Edit: I've removed my old answer since I seem to have misunderstood OP's question. If you want to see it you can read the edit history.

I think the ideal solution would be to switch to having a separate accumulator for each thread. This avoids all locking, which should make a drastic difference to performance. You can simply sum the accumulators at the end of the whole operation.

Alternatively, if you insist on using a single accumulator, one solution is to use "fixed-point" rather than floating point. This can be done with floating-point types by including a giant "bias" term in your accumulator to lock the exponent at a fixed value. For example if you know the accumulator will never exceed 2^32, you can start the accumulator at 0x1p32. This will lock you at 32 bits of precision to the left of the radix point, and 20 bits of fractional precision (assuming double). If that's not enough precision, you could us a smaller bias (assuming the accumulator will not grow too large) or switch to long double. If long double is 80-bit extended format, a bias of 2^32 would give 31 bits of fractional precision.

Then, whenever you want to actually "use" the value of the accumulator, simply subtract out the bias term.

Use packed decimal.

Use a decimal type or library supporting such a type.

Try storing each intermediate result in a volatile object:

volatile double a_plus_b = a + b;
volatile double a_plus_b_plus_c = a_plus_b + c;

This is likely to have nasty effects on performance. I suggest measuring both versions.

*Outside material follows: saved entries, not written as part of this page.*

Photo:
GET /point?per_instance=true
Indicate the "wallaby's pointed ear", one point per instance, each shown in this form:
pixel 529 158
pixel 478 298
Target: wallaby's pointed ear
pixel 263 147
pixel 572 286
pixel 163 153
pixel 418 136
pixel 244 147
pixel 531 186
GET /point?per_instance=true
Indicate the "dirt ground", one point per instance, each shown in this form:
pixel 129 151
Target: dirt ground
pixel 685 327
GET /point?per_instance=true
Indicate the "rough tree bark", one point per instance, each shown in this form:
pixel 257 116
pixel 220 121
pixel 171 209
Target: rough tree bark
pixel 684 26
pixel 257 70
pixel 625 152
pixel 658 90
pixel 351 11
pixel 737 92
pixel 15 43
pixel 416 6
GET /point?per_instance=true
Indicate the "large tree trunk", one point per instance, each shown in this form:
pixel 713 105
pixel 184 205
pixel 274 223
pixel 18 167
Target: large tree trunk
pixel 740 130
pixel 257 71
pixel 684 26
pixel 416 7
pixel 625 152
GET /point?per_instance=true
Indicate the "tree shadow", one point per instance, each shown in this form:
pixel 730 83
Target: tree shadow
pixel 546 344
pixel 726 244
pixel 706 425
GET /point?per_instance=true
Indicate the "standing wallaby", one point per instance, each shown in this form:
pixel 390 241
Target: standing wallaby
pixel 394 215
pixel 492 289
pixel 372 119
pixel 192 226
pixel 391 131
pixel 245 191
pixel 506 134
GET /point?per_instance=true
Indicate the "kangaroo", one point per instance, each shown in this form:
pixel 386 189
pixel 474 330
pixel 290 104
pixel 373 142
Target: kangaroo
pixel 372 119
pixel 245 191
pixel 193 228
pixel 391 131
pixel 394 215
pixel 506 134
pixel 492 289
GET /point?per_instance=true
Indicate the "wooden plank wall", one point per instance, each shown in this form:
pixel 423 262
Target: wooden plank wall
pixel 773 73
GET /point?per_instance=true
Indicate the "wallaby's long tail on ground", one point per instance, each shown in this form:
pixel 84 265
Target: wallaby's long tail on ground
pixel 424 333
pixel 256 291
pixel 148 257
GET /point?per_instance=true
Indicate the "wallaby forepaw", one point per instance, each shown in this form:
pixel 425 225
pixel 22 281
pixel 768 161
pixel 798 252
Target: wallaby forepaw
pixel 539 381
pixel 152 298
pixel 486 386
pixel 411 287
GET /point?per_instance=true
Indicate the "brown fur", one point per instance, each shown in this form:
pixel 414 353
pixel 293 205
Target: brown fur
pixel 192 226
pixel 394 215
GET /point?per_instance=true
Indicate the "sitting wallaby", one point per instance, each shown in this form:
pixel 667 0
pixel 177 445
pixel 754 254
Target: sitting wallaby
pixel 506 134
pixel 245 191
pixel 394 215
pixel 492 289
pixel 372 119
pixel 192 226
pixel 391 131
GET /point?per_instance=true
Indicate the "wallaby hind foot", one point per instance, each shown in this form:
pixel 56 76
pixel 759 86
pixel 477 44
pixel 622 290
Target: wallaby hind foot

EDIT: The purpose of volatile is to inhibit optimizations that might affect the results even in a single-threaded environment, such as changing the order of operations or storing intermediate results in wider registers. It doesn't address multi-threading issues.

EDIT2: Something else to consider is that

A floating expression may be contracted, that is, evaluated as though it were an atomic operation, thereby omitting rounding errors implied by the source code and the expression evaluation method.

This can be inhibited by using

#include <math.h>
...
#pragma STDC FP_CONTRACT off

Reference: C99 standard (large PDF), sections 7.12.2 and 6.5 paragraph 8. This is C99-specific; some compilers might not support it.

Even using a high-precision fixed point datatype would not solve the problem of making the results for said equations determinisic (except in certain cases). As Keith Tomposon pointed out in a comment, 1/3 is a trivial counter-example of a value that cannot be stored correctly in either a standard base-10 or base-2 floating point representation (regardless of precision or memory used).

One solution that, depending upon particular needs, may address this issue (it still has limits) is to use a Rational number data-type (one that stores both a numerator and denominator). Keith suggested GMP as one such library:

GMP is a free library for arbitrary precision arithmetic, operating on signed integers, rational numbers, and floating point numbers. There is no practical limit to the precision...

Whether it is suitable (or adequate) for this task is another story...

Happy coding.

Floating-point is deterministic. The same floating-point operations, run on the same hardware, always produces the same result. There is no black magic, noise, randomness, fuzzing, or any of the other things that people commonly attribute to floating-point. The tooth fairy does not show up, take the low bits of your result, and leave a quarter under your pillow.

Now, that said, certain blocked algorithms that are commonly used for large-scale parallel computations are non-deterministic in terms of the order in which floating-point computations are performed, which can result in non-bit-exact results across runs.

What can you do about it?

First, make sure that you actually can't live with the situation. Many things that you might try to enforce ordering in a parallel computation will hurt performance. That's just how it is.

I would also note that although blocked algorithms may introduce some amount of non-determinism, they frequently deliver results with smaller rounding errors than do naive unblocked serial algorithms (surprising but true!). If you can live with the errors produced by a naive serial algorithm, you can probably live with the errors of a parallel blocked algorithm.

Now, if you really, truly, need exact reproducibility across runs, here are a few suggestions that tend not to adversely affect performance too much:

1. Don't use multithreaded algorithms that can reorder floating-point computations. Problem solved. This doesn't mean you can't use multithreaded algorithms at all, merely that you need to ensure that each individual result is only touched by a single thread between synchronization points. Note that this can actually improve performance on some architectures if done properly, by reducing D$ contention between cores.

2. In reduction operations, you can have each thread store its result to an indexed location in an array, wait for all threads to finish, the accumulate the elements of the array in order. This adds a small amount of memory overhead, but is generally pretty tolerable, especially when the number of threads is "small".

3. Find ways to hoist the parallelism. Instead of computing 24 matrix multiplications, each one of which uses parallel algorithms, compute 24 matrix products in parallel, each one of which uses a serial algorithm. This, too, can be beneficial for performance (sometimes enormously so).

There are lots of other ways to handle this. They all require thought and care. Parallel programming usually does.